Problem Statement: Volunteer computing is an arrangement in which people (volunteers) provide computing resources to projects, which use the resources to do distributed computing and/or storage. Because of the huge number of personal computing devices in the world, volunteer computing can supply more computing power to science than does any other type of computing. This computing power enables scientific research that could not be done otherwise, as was demonstrated by projects such as Protein Folding and Einstein@Home, which were both executed through the volunteer computing infrastructure called BOINC. This advantage is projected to increase over time, because the laws of economics dictate that consumer products such as PCs and game consoles will advance faster than more specialized products, and that there will be more of them. Volunteer computing also encourages public interest in science, and provides the public with voice in determining the directions of scientific research. A more localized infrastructure which shared some of the features of volunteer computing is HTCondor, a workload management system for compute-intensive jobs which enable one to effectively harness wasted CPU power from otherwise idle desktop workstations, say within a campus. However, at the time of our work, this concept was threatened by the observation that these systems allowed a guest process to run concurrently with local jobs (host processes) whenever the guest process did not impact the performance of the latter noticeably. For guest users, the free compute resources came at the cost of highly fluctuating availability with the incurred resource failures leading to undesirable completion time of guest jobs. The primary victims of such resource failures were large compute-bound guest jobs, often the exact kinds of jobs meant to opportunistically run in these BOINC or HTCondor systems.

Contribution of Paper: The main contributions of this paper were the design and evaluation of an approach for predicting resource failures in resource shared systems.

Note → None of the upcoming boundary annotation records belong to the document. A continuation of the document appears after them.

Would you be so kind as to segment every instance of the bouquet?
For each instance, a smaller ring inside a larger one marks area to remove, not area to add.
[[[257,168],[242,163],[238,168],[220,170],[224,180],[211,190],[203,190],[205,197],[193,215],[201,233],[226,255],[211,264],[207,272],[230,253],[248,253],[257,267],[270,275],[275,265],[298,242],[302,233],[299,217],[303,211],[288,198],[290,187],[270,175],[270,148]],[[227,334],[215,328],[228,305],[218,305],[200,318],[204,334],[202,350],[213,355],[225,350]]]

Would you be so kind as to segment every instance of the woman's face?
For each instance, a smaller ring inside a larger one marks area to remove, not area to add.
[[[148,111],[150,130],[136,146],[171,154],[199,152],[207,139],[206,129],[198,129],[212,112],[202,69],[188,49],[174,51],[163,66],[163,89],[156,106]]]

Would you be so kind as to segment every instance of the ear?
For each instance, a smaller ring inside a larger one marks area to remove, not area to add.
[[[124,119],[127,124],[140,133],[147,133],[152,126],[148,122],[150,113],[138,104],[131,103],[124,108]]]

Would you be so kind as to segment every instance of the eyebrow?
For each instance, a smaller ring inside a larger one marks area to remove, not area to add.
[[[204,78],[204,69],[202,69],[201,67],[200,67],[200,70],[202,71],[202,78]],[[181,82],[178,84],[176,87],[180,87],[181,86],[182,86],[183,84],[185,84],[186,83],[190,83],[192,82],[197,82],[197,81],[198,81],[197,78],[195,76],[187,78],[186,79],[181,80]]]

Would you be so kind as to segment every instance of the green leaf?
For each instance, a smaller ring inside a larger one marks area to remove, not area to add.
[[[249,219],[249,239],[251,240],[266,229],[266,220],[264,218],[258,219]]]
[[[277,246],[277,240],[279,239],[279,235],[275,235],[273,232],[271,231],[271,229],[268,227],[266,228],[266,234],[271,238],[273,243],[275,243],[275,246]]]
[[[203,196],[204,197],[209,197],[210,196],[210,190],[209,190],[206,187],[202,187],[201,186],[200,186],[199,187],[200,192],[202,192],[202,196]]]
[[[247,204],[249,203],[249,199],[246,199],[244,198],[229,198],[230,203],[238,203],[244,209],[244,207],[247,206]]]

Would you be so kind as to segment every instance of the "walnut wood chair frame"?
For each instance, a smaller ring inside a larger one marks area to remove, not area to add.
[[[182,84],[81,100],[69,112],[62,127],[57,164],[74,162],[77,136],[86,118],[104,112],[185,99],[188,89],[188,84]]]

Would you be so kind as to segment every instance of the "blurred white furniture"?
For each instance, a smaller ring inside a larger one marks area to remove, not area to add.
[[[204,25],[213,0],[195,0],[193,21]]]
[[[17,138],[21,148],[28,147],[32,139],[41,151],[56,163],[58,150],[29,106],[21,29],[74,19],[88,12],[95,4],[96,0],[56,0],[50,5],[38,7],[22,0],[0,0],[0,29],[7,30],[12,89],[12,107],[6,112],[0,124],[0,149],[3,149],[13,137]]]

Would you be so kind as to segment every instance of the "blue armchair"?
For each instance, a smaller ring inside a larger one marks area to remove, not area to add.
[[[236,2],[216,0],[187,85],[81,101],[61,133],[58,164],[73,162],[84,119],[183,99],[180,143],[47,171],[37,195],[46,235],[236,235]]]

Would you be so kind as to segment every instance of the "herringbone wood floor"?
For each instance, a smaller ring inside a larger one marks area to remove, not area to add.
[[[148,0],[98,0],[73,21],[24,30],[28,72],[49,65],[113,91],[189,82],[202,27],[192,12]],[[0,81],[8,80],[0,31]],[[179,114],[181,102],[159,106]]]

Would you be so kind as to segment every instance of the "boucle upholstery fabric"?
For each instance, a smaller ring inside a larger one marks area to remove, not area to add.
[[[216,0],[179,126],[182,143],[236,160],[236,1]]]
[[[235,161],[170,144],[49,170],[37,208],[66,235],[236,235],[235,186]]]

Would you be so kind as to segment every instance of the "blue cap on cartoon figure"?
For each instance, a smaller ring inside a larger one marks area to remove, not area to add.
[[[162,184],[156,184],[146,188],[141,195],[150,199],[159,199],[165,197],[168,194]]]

We developed a multi-state failure model and applied a semi-Markov Process (SMP) to predict the temporal reliability, which is the probability that no resource failure will occur on a machine in a future time window. The failure model integrated the two classes of failuresa machine becoming unavailable to the opportunistic jobs to prevent unacceptable impact on the machine owner’s job and the churn of the machines in the volunteer computing system. To compute the temporal reliability on a given time window, the parameters of the SMP are calculated from the host resource usage during the same time window on previous days. A key observation leading to our approach was that the daily patterns of host users’ workloads were comparable to those in the most recent days after accounting for weekdays and weekends. Deviations from the regular patterns were accommodated by the statistical method that calculated the SMP parameters. We showed how the prediction was implemented and utilized in the university-wide production HTCondor system. Our implementation operationally had to have low computational overhead as well as accurate failure prediction. Host users on these machines generated highly diverse workloads and yet our prediction accuracy was 86.5% on average and 73.3% in the worst case, which outperformed the prediction accuracy of linear time series models.